India’s economic framework has matured into a system built for resilience. At the Business Standard BFSI Insight Summit, RBI Deputy Governor Poonam Gupta said the country’s ability to withstand global shocks rests on prudent macroeconomic reforms. Since the 1991 balance of payments crisis, India has avoided external turmoil through a flexible exchange rate regime, timely RBI interventions, and strong forex reserves that now exceed $700 billion. But Gupta noted that sustaining high growth will require more than sound fundamentals. As global trade faces uncertainty, India must push deeper structural reforms and use trade as a growth engine.
India’s services sector tells a more uneven story. Contributing 55 per cent to gross value added and employing 188 million people, it has been a key growth driver. Yet, as new NITI Aayog reports reveal, the sector is split between high-value segments like IT, finance, and healthcare, and low-paying, informal services such as trade and education, highlights our second editorial. Nearly 87 per cent of workers lack formal protection, and the gender gap remains sharp as rural women’s participation in services is barely a sixth of men’s. Policy efforts now focus on formalising small enterprises, extending social security to gig and SME workers, skilling women, and developing smaller cities as service hubs.

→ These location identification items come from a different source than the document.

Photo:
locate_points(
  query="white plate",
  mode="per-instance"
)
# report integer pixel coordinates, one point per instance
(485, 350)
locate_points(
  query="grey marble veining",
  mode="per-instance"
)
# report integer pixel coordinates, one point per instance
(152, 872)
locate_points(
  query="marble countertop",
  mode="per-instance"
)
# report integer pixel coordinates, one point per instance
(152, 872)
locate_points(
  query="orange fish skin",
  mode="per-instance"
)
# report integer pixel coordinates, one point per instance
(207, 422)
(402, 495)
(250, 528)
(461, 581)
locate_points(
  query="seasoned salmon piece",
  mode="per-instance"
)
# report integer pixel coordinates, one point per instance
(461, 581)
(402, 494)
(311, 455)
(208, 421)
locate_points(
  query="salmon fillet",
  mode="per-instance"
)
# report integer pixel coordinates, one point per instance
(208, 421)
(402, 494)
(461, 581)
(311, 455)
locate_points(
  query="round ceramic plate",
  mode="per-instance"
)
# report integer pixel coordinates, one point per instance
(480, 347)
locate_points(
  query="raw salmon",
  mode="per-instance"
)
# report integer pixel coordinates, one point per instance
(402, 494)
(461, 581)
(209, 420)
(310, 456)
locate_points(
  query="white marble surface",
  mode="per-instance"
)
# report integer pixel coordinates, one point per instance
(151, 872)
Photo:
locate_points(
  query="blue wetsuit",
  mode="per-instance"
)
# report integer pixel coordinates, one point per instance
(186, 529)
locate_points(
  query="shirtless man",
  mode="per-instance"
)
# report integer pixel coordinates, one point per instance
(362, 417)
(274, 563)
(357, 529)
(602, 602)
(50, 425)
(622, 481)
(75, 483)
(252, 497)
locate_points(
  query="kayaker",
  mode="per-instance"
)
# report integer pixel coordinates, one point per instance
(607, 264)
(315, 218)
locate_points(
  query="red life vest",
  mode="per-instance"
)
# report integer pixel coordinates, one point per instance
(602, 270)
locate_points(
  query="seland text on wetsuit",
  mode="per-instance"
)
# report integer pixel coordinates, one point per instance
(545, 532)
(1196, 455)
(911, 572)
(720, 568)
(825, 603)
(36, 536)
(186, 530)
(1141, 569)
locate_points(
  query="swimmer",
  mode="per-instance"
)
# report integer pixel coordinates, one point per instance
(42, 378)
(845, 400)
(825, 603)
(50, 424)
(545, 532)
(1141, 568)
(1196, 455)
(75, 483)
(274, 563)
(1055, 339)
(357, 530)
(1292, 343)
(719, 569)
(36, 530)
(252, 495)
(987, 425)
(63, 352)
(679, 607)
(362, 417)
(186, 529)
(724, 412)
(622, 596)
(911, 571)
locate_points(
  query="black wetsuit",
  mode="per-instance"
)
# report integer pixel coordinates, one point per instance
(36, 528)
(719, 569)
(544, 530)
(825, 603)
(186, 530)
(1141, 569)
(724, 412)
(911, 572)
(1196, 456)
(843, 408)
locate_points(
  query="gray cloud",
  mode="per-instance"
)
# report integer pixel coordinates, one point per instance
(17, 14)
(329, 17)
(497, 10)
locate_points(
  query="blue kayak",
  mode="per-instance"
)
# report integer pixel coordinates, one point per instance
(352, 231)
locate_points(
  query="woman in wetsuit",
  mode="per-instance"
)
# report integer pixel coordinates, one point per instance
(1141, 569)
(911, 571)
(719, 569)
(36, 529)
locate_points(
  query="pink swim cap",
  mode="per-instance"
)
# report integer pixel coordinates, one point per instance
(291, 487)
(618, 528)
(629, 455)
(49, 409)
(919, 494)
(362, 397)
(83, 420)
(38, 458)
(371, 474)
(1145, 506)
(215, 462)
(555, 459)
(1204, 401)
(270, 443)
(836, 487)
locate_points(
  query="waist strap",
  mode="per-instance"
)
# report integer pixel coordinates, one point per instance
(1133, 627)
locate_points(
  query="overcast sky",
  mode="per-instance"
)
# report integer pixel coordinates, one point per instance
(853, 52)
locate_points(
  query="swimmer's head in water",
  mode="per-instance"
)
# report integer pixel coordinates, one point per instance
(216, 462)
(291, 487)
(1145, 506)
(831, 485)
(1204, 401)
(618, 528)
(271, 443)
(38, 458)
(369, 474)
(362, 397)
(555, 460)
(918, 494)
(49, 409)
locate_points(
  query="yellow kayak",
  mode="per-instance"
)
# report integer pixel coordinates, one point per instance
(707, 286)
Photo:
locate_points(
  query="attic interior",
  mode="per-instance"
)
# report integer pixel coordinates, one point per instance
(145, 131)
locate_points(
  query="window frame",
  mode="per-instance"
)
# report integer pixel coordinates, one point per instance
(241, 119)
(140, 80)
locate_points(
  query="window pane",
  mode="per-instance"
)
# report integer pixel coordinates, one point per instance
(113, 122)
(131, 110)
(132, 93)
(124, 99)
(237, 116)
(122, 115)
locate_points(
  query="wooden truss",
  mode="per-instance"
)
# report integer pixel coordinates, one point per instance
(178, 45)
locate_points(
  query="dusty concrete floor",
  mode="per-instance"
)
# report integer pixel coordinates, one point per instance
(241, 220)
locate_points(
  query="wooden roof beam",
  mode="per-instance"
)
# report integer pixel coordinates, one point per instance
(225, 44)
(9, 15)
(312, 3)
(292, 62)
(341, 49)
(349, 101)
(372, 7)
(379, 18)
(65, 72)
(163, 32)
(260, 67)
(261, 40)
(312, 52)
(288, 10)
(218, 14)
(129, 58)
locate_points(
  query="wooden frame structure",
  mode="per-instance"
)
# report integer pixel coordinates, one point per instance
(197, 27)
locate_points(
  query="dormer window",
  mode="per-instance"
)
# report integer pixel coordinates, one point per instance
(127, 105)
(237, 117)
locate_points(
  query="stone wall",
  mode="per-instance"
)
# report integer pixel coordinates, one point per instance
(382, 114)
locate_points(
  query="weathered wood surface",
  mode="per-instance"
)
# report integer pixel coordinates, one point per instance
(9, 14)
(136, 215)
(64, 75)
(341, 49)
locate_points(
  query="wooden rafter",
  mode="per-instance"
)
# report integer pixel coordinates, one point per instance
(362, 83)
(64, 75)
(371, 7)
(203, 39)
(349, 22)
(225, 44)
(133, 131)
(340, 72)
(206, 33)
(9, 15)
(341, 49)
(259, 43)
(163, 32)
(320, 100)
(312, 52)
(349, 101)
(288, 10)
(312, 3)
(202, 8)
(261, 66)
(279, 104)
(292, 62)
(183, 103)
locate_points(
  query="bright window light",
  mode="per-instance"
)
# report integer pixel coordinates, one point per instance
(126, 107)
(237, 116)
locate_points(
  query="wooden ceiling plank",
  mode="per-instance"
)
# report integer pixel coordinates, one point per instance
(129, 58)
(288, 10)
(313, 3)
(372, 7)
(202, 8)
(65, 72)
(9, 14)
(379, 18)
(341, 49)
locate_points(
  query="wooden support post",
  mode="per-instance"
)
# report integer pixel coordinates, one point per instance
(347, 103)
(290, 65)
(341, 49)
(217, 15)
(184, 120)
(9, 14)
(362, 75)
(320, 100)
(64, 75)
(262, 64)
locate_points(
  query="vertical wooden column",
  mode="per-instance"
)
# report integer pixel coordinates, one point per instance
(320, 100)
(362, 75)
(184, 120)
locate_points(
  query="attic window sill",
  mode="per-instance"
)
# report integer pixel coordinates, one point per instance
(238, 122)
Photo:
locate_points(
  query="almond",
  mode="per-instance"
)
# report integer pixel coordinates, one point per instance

Kavita Rao notes that while service-sector jobs have grown, employment elasticity remains below 1, meaning output gains don’t translate fully into jobs. The sector’s 69 per cent informality and reliance on self-employment reflect deep structural issues. She argues for social protection as a public good rather than an employer burden, funded through a wider tax base, to encourage formalisation and resilience in an AI-driven future.
Mihir Shah and Sunil Mani turn to the digital economy’s physical cost. India’s fast-growing data centre industry, concentrated along coasts like Mumbai and Chennai, consumes enormous water and energy resources, straining fragile ecosystems. They warn that unchecked growth could replicate crises seen in Ireland and Chile, where power shortages hit industrial hubs. To balance technology and ecology, they urge mandatory water audits, public disclosure of corporate footprints, and greater reliance on renewables and recycled cooling systems.
Finally, Talmiz Ahmad reviews Radha Chadha’s The Maker of Filmmakers: How Jagat Murari and FTII Changed Indian Cinema Forever. Chadha revisits FTII’s formative years under Jagat Murari, who shaped generations of filmmakers and redefined cinematic education. Drawing on archives and interviews, she charts how Murari built the institute’s creative ethos before bureaucratic drift and politics took hold. Beyond a biography, the book doubles as a meditation on how vision, leadership, and institutional autonomy can mould culture and how their absence can undo it.